The work by Dawn Marie Marchand is based on one of her paintings called "Prayers for my Sisters," and is open to everyone until around 6 p.m. Friday, at 101A Avenue and 96th Street

"I've had my own personal life touched by violence. I could very easily have been one of these women," said Marchand, who is a Cree-Metis mixed-media artist and the first ever Indigenous artist in residence for the City of Edmonton.

Marchand said the issue of the nearly 1,200 cases of missing and murdered women the RCMP have documented between 1980 and 2012 is one that's close to her heart and one that has affected many friends and family.
Bryce Littlechild from Maskwacis helped with the installation at 101A Avenue and 96th Street. (Peter Evans CBC)

She hopes when people walk through the installation they stop to remember all of the women.

"Sometimes people get lost in some of the ideas about who the women are that end up murdered and missing," said  Marchand.

The victims were not only people who lived high risk lifestyles, but also some of the brightest from Indigenous communities around the country, she said.

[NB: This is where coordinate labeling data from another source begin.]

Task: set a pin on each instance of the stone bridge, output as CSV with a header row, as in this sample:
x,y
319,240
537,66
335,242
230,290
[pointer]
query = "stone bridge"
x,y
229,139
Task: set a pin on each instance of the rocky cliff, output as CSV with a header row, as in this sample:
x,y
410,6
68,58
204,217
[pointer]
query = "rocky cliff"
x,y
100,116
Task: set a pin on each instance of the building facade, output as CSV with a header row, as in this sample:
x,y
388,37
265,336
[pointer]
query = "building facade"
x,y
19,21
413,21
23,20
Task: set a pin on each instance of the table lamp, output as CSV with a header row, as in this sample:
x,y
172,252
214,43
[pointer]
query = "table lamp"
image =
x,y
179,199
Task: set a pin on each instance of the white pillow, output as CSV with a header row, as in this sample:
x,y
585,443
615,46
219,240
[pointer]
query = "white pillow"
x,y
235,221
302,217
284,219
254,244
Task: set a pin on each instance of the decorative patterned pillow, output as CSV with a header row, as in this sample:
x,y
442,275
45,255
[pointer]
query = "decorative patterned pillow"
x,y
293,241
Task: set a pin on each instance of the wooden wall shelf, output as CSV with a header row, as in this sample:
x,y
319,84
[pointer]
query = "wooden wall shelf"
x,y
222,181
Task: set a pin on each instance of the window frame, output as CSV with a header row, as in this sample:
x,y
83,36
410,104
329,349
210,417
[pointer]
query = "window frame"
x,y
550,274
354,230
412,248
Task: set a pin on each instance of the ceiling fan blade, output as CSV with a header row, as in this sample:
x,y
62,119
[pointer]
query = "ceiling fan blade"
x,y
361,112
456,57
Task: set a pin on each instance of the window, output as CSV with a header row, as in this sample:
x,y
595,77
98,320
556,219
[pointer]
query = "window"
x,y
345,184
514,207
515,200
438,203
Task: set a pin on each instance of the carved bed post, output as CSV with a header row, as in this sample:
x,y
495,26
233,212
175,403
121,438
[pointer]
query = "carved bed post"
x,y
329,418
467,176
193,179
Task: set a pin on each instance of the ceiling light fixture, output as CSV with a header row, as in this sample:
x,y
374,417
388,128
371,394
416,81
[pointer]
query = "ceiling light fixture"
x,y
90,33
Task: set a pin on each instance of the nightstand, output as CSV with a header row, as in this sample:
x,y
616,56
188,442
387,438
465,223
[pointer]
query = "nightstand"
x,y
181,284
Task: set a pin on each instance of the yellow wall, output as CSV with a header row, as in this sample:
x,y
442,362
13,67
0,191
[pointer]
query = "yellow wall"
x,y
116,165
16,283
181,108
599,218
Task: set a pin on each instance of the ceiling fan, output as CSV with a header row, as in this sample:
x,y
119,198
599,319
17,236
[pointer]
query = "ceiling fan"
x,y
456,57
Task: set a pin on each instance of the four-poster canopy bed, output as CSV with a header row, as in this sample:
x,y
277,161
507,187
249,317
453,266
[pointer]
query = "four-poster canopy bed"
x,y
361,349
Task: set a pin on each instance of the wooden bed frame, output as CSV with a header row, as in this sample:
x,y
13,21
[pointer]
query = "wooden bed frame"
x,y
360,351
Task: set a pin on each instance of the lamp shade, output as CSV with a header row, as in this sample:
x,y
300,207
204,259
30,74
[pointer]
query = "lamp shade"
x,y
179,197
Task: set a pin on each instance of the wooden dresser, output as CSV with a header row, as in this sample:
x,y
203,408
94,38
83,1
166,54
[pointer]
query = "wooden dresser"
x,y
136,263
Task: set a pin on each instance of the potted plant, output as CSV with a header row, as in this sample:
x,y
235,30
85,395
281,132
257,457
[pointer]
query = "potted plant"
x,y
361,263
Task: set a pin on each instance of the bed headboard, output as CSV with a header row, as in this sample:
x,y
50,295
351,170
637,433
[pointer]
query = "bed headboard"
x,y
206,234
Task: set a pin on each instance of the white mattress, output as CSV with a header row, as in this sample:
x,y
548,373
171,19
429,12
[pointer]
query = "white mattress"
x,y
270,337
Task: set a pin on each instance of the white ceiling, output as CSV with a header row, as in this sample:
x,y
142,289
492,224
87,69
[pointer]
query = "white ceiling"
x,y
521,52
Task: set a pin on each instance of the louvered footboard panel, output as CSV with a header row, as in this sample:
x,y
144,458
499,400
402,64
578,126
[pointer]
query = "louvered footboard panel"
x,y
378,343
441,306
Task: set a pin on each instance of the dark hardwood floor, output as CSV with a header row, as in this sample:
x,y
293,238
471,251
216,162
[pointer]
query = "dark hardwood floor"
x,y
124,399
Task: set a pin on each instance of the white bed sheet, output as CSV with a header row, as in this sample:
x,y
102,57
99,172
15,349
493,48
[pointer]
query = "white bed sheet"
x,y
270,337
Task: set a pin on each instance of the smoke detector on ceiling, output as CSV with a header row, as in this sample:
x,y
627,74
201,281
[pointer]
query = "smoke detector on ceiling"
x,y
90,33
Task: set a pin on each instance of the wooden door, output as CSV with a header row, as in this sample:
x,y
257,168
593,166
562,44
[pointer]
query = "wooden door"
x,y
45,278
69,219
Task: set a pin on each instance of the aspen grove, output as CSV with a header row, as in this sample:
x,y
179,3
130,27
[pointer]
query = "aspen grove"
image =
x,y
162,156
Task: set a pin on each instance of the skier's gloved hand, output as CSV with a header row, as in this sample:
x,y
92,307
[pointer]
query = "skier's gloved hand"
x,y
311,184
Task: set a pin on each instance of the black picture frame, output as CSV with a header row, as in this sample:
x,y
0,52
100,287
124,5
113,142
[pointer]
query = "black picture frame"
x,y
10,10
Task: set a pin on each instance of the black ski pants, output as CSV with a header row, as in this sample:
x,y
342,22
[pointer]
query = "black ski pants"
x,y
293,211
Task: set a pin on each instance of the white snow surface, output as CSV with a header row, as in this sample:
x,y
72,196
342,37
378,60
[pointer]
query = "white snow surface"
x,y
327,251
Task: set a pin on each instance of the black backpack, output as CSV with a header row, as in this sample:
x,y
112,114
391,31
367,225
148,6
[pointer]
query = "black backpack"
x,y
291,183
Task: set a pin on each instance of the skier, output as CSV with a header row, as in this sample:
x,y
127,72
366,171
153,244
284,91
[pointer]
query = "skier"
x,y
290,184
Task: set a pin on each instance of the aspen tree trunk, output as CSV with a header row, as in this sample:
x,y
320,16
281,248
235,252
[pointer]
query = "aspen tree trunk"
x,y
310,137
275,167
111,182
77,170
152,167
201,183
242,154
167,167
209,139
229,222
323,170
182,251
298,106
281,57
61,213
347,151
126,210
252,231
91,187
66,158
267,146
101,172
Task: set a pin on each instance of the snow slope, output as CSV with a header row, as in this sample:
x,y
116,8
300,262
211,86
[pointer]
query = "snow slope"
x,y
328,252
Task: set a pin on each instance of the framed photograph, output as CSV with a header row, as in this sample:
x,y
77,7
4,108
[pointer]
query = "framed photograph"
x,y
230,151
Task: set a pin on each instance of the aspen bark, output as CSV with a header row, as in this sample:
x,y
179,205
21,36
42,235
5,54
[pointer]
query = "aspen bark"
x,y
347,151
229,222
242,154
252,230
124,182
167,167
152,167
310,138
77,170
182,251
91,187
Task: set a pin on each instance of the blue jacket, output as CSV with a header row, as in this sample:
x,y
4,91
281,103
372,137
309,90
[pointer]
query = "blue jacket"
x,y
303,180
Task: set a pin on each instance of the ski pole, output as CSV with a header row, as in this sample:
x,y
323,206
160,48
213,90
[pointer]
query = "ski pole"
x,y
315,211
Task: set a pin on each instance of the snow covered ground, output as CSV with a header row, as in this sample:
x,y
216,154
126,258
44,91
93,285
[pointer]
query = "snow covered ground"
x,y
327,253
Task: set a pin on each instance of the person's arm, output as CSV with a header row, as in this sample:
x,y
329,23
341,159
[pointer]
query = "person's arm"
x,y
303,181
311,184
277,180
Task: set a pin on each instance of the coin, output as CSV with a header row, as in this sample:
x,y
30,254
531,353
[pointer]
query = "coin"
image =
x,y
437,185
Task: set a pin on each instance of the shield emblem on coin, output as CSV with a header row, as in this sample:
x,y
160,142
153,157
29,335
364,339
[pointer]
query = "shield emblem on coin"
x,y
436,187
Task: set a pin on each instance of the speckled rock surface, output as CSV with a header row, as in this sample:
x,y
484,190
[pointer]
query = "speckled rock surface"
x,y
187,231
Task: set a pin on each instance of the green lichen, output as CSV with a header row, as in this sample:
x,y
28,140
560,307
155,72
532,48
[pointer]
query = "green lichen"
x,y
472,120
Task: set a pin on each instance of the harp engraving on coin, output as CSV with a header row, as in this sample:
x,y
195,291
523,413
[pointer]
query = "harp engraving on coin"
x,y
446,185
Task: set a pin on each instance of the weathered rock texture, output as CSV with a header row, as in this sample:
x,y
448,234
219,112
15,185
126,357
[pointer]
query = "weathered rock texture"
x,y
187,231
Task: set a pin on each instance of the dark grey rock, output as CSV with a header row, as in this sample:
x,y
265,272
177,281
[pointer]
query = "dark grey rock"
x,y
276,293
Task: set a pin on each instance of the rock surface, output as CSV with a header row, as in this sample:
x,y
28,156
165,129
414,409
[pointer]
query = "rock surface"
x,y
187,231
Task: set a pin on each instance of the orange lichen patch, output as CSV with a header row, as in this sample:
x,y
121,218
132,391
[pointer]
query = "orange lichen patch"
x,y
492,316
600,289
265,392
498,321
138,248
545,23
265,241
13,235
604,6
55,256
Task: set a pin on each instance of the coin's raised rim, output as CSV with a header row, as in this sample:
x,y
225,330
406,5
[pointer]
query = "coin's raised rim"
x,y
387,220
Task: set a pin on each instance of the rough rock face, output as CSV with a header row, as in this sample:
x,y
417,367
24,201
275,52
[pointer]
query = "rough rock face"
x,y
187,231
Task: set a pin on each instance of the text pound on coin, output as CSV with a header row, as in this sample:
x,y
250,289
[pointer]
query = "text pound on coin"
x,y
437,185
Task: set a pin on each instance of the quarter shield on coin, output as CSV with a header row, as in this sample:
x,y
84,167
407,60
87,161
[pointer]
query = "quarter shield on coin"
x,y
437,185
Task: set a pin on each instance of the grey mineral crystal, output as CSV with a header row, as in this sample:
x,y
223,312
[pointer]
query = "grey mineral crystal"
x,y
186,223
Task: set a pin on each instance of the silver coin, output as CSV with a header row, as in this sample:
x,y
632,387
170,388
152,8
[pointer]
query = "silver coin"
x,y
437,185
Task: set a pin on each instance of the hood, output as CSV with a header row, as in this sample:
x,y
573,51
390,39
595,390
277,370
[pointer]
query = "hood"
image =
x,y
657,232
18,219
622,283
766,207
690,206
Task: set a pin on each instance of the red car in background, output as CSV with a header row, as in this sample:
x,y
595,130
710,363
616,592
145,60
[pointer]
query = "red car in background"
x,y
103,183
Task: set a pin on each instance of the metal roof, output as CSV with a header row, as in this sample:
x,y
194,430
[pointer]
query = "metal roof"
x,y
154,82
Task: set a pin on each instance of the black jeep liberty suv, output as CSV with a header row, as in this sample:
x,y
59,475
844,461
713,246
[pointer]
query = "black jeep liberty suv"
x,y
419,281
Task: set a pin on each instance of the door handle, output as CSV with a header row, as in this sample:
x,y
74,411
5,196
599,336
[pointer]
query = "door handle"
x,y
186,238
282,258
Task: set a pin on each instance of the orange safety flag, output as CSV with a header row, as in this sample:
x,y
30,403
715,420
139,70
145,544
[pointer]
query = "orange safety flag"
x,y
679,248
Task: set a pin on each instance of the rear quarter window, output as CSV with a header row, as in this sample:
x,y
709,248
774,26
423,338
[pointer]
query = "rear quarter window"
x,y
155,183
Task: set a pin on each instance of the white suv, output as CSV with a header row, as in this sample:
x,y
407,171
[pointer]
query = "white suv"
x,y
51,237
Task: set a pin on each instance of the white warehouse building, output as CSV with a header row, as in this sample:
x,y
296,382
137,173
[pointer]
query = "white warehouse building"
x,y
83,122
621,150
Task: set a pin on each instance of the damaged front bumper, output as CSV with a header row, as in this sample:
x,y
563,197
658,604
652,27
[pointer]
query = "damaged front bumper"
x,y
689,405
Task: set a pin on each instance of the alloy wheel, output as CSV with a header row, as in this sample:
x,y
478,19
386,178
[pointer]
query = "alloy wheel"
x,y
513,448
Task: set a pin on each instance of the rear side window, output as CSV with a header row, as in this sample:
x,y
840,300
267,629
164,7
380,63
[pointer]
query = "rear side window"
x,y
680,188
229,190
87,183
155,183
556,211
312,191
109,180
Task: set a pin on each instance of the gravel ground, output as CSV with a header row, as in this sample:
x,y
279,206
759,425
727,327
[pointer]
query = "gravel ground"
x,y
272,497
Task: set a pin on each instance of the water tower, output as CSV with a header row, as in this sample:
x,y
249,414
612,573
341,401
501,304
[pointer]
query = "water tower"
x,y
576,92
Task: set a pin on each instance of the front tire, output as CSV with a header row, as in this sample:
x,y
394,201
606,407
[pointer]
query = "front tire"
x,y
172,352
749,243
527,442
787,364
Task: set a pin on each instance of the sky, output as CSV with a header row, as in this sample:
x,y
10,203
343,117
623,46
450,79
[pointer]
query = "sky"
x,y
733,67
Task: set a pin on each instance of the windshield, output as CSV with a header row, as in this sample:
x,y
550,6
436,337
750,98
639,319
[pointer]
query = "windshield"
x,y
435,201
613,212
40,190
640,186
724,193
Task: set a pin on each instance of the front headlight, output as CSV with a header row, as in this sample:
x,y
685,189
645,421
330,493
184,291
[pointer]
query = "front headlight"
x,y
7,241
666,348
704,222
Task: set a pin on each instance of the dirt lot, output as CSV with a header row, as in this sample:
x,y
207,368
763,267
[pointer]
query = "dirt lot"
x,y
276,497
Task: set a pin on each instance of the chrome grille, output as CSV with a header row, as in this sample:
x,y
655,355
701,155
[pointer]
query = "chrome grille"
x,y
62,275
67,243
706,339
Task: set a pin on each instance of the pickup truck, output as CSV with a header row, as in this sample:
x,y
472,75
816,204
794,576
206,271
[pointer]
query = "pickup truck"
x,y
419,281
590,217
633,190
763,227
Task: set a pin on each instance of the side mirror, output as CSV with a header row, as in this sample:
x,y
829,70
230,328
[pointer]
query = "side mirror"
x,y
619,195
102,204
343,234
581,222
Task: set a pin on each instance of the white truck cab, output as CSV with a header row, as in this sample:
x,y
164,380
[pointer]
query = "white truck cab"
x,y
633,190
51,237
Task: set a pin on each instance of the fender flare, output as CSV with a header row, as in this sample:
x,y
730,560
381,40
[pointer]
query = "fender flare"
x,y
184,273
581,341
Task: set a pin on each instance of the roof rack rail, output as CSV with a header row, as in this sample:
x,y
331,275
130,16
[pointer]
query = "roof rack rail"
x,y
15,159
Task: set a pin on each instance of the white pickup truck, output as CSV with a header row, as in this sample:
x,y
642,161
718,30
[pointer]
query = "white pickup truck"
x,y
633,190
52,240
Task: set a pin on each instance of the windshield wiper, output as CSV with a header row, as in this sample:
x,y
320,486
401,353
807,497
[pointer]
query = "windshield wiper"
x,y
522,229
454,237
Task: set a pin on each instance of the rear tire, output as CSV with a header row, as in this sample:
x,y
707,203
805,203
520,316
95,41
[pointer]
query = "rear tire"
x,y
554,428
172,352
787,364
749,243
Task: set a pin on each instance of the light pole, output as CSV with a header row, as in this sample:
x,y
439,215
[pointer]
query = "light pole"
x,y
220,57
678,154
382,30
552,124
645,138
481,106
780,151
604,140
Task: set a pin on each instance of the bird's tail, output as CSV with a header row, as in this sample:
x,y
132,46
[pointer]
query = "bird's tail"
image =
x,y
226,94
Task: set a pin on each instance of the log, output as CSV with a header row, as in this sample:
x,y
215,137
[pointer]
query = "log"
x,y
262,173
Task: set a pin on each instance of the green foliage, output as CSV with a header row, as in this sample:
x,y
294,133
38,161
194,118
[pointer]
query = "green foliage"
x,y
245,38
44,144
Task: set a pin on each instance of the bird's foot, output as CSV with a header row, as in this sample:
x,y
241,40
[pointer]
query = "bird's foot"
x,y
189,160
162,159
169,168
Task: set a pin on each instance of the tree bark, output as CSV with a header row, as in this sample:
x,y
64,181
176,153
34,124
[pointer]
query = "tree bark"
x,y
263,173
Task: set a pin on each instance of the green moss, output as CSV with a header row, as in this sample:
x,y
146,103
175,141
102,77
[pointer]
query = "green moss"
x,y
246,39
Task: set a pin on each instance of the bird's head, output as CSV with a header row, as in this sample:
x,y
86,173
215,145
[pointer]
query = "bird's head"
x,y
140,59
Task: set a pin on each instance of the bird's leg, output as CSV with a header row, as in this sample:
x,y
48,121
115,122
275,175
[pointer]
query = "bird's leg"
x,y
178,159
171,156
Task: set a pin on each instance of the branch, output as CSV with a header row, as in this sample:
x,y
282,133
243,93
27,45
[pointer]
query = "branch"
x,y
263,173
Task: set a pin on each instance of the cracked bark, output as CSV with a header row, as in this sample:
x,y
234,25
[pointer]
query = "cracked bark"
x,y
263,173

The installation includes 12 birch sticks, each with ribbons, marking the Cree colours of Treaty 6 territory.

Bryce Littlechild from Maskwacis is one of several people who helped Marchand bring her work to life.

He lent a hand in part because he looks up to her as an artist, but also because the issue is easy for some to turn a blind eye to.

"To them, it's just another woman on the street or a prostitute. No. She was a child at one point. She has memories. She has a family and friends. She's a mother or a sister or a grandmother," Littlechild said.

Marco Melfi, a planner with CityLab, said Parking Day imagines new ways of using public space. (Peter Evans CBC)

Marchand's three-dimensional "Prayers for my Sisters" is directly on the avenue in the road where people would normally park. One of about 10 installations on 101A Avenue on what's known as "Parking Day".

It's an event supported by the City of Edmonton's CityLab, a department that looks for new ways of using public spaces.

"We have a lot of parking and parking is valuable, but it's also nice to see we can use some of that public space in a different way," said Marco Melfi, a CityLab planner.

It's an event Marchand is proud to be part of and hopes will help Edmontonians feel the love inside all the missing and murdered women in Canada.

"A woman's heart is a soft place and when we put this together we're going to allow people to walk into that space of softness that women create," she said.

The commission's interim report into missing and murdered Indigenous women is due before Nov. 1, 2017, with the final report a year later.